Global Catalog Servers
Global Catalog Servers contain a partial replica for every object in Active Directory. A Global Catalog Server is used to find objects in any domain in the forest. Any Domain Controller can be made into a Global Catalog Server. This video looks at how to remove or make a Domain Controller into a Global Catalog Server and also the reasons why and where you should put Global Catalog Servers.
Global Catalog Servers are used to find objects in any domain in the forest but it should be remembered that this does not give the user access to that object. Unless the user has the correct permissions they will not be able to access resources in other domains.
Global Catalog Servers also contain information about groups that span across domains and services that work at the forest level.
How to change a Domain Controller to a Global Catalog Server 04:18
Using the admin tool Active Directory Users and Computers to navigate to the computer account for your Domain Controller. By default this will be located in the Domain Controllers OU.
Open the properties for the Domain Controller and select the button NTDS settings.
Deselect or select the tickbox Global Catalog. Windows will do the rest.

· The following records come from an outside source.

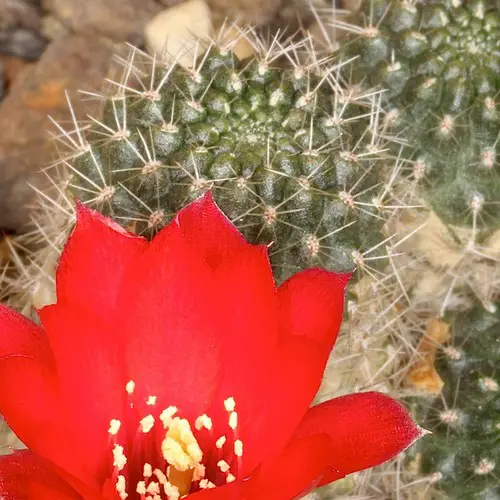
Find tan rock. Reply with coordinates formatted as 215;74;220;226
145;0;212;67
42;0;162;44
207;0;282;26
0;35;112;229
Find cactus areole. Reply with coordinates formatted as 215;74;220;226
0;194;423;500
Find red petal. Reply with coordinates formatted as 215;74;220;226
202;246;279;442
174;191;253;268
56;200;147;315
279;269;351;349
0;305;58;458
37;303;127;482
0;451;83;500
115;221;221;418
237;337;328;474
192;436;332;500
295;392;424;485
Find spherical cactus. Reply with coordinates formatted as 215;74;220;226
418;306;500;500
341;0;500;228
59;37;398;281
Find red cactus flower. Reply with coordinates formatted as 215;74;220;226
0;194;422;500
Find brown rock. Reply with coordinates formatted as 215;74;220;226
42;0;162;45
406;318;451;394
207;0;282;26
0;54;32;89
0;35;113;229
0;0;40;31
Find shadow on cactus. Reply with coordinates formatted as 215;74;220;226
53;32;406;281
406;303;500;500
334;0;500;232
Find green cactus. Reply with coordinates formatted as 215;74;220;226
61;41;398;281
412;304;500;500
340;0;500;229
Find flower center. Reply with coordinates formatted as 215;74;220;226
108;381;243;500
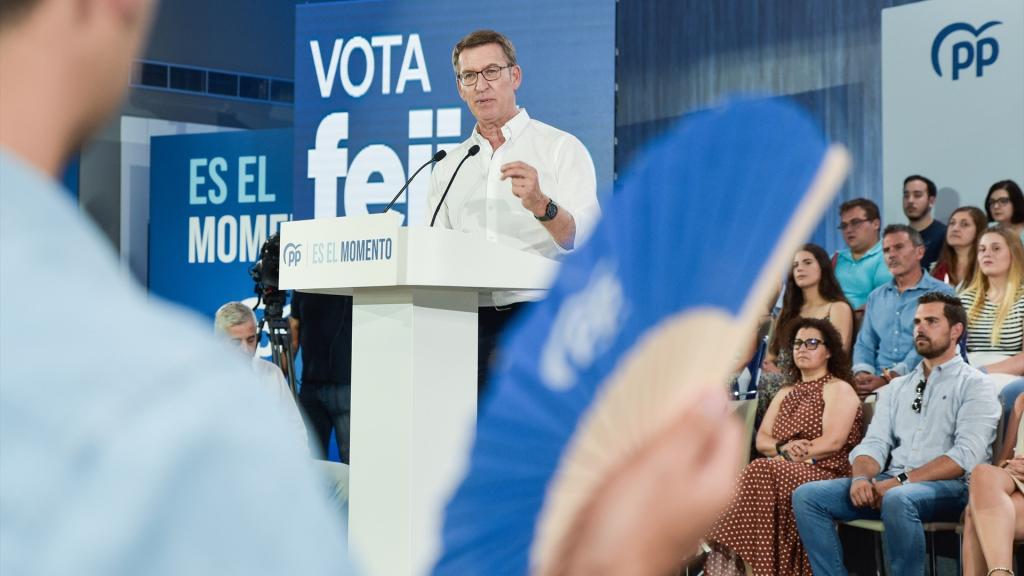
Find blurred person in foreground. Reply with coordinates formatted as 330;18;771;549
963;396;1024;576
0;0;739;576
0;0;346;576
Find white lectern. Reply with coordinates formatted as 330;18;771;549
281;212;558;576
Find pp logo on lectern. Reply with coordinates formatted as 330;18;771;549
282;242;302;268
932;20;1002;80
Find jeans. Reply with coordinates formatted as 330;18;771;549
999;378;1024;426
299;380;352;464
793;475;968;576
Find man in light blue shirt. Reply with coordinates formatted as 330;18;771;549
793;292;999;576
0;0;347;576
853;224;953;396
835;198;892;311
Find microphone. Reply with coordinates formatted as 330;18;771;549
430;145;480;228
383;150;447;214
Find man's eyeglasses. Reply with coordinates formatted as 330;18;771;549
793;338;823;351
910;380;928;414
458;64;515;86
836;218;870;231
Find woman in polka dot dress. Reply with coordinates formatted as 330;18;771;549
705;318;864;576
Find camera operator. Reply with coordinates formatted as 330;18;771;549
213;302;348;508
289;292;352;463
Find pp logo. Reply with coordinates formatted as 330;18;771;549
932;20;1002;80
282;242;302;268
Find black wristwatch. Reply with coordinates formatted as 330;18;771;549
534;198;558;222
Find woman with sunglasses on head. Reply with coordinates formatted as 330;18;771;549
985;180;1024;242
964;396;1024;576
705;318;864;576
932;206;987;292
758;244;853;417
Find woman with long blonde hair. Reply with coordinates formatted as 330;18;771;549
961;225;1024;389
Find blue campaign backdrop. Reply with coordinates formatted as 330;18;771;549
294;0;615;223
148;126;292;356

Reasons to deploy Global Catalog Servers
Domain Controllers generate a security token for a user when they first login. If the user is in a group that spans multi–domains, that Domain Controller will need to contact a Global Catalog to get information about that group.
If a user logs in using a Universal Principal Name (UPN), that is, they log in using a user name in the form of username@domainname, a Domain Controller will need to access a Global Catalog Server before the log in is completed.
Global Catalog Servers work as an index to the forest. If you perform any searches on the forest you will need to contact a Global Catalog Server.
Microsoft recommends that any network that is separated by a Wide Area Network have a Global Catalog Server deployed at that location. This will ensure that users can log on if the Wide Area Network is down. In order for a computer to contact a Global Catalog Server, ports 389 (LDAP) and 3267 (Global Catalog) need to be opened. If these ports are not open then the user will not be able to use the remote Global Catalog Server.
Some software requires a Global Catalog Server in order to run. Exchange is a big user of the Global Catalog Server. If you have a decent amount of Exchange users on your network, you should consider deploying a Global Catalog Server close to these users.
Reasons not to deploy a Global Catalog Server
Global Catalog Servers put more load on the server in the form of searches and lookups from the client. Global Catalogs need to keep their index up to date. This requires more network bandwidth. In order to store the Global Catalog Server, you are required to have additional hard disk space on your server.